There are calls for the NHS to better “clarify its needs to innovators” and allow patients to play more of a role in helping to shape areas of prioritisation. It recommends a new Strategic Commercial Unit be established within NHS England to improve commercial dialogue with innovators working on new products, the idea being to create flexible arrangements and secure faster access to the NHS market, and better value for the taxpayer at the same time.
It also suggests a simpler process for digital technologies, which are often developed by smaller companies, such as healthcare apps for managing chronic conditions. It says, “new technologies are coming down the pipeline at a rate we have never seen before” and that, to help support their development and adoption, a new “digital health technology catalyst” should be established to help fund innovators in this area.
The review says NICE needs to “rebalance its works towards products which, accompanied by appropriate changes in the clinical pathways, can improve system efficiency whilst delivering equivalent or better patient outcomes.”
Stronger incentives for local NHS organisations to use and spread the benefits of innovation are also considered.

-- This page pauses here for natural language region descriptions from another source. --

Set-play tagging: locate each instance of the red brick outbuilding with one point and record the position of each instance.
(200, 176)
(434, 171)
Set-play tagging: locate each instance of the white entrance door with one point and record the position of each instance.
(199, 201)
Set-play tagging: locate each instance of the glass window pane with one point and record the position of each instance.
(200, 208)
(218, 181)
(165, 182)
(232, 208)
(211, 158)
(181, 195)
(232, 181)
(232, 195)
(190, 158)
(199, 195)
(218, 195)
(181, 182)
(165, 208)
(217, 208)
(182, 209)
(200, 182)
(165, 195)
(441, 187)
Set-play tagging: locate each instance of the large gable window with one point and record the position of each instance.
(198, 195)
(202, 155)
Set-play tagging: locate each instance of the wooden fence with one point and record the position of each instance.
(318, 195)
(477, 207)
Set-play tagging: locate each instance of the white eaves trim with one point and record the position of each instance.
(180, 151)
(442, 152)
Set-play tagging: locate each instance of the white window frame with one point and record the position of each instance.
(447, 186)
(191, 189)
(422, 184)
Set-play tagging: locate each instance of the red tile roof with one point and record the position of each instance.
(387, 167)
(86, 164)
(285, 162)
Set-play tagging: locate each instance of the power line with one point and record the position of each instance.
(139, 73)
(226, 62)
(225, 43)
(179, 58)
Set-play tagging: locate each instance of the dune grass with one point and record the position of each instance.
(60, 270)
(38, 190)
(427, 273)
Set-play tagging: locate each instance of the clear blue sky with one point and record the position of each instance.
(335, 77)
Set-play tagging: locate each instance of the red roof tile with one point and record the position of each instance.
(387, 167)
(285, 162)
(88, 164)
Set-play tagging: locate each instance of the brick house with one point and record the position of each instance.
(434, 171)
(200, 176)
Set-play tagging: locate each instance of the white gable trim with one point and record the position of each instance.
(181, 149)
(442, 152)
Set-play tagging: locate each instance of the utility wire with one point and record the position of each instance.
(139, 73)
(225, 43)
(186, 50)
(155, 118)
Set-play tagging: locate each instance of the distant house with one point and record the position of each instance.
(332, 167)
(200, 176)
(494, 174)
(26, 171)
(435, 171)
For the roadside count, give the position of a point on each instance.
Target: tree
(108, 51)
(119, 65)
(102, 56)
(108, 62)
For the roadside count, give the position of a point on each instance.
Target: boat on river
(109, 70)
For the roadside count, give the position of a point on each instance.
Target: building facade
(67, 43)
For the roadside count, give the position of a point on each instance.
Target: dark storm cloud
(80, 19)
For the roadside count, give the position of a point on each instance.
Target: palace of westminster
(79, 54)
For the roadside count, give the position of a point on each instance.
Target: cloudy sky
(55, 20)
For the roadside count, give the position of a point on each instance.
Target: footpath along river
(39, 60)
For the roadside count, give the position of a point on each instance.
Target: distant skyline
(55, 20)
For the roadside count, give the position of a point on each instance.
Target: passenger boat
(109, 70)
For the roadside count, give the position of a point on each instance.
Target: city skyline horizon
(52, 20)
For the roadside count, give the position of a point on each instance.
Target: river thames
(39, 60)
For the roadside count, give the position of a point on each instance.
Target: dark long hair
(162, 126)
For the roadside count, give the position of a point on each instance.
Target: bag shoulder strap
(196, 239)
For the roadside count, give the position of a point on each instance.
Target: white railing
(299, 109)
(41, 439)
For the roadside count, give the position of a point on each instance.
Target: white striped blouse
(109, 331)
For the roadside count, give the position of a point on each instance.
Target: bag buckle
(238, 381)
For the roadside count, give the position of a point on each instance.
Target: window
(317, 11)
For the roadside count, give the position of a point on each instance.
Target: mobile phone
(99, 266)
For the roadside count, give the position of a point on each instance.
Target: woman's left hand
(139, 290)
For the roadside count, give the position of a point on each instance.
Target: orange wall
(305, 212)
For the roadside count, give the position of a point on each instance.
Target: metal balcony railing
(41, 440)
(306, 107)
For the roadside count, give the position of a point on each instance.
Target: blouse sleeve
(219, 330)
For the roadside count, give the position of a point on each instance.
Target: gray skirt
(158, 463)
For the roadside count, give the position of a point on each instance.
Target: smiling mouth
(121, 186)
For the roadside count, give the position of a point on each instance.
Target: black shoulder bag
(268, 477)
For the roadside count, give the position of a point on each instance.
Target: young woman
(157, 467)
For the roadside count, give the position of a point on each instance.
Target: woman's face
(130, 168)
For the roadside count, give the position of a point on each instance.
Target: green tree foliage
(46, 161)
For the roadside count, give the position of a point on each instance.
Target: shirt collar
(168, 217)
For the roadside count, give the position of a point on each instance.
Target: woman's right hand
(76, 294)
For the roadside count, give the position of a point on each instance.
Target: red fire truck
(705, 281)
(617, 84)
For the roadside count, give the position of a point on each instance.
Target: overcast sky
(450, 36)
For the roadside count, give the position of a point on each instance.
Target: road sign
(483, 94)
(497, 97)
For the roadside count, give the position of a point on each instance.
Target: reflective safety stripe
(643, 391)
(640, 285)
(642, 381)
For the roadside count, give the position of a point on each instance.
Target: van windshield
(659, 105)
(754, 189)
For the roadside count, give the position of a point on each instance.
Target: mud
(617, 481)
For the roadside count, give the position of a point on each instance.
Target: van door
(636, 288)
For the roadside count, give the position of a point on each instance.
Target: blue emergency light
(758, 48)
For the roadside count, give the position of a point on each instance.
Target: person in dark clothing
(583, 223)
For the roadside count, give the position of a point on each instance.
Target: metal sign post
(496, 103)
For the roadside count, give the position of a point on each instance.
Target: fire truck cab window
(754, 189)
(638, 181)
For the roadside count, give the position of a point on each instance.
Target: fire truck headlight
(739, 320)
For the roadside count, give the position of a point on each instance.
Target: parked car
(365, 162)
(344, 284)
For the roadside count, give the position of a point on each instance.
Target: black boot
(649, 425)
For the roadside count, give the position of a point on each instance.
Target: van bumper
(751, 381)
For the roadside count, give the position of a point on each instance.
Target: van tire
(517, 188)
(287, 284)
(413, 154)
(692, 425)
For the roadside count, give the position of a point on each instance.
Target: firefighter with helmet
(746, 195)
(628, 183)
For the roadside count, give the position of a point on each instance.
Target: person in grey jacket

Those suggested include budgetary incentives, such as centralised procurement (e.g. pooled budgets, or outcome-based payments) and financial incentives such as the creation of best practice tariffs or inclusion of medical technologies and digital products in the Innovation and Technology Tariff.
Simon Stevens, chief executive of NHS England, said: “We’ll support the AAR’s streamlined pathway to identify high value innovations. We’ll then help pull them through into mainstream care – building on our AHSNs, innovation testbeds, and our innovation and technology tariff. And where it makes sense, we’ll increasingly be open to agreeing innovative win/win product-specific reimbursement models, incorporating a mix of outcomes-based, annuity-based and volume-based pricing deals.”
Recommendations also cover: improved horizon scanning for innovative new products, and a systematic approach to prioritising the best innovations coming down the pipeline; better data on the impact of technologies on patient outcomes and uptake; and local support for the spread of innovation, through AHSNs.
Patients are central to the review. But this also bodes well for businesses. If implemented, it will help create favourable conditions for the health and life sciences sector – companies, big and small – to thrive, particularly in the North East where so much of this innovation has the potential to come from.
It will also provide growth in research and development, manufacturing, employment and so much more in a post-Brexit UK. However, turning these recommendations into reality will depend on how the government responds to proposals within the review, and whether we see a clear implementation plan follow.
We’ll continue to monitor the full government response, and which of the proposals within the review get adopted (or ditched) and importantly, how it will all work.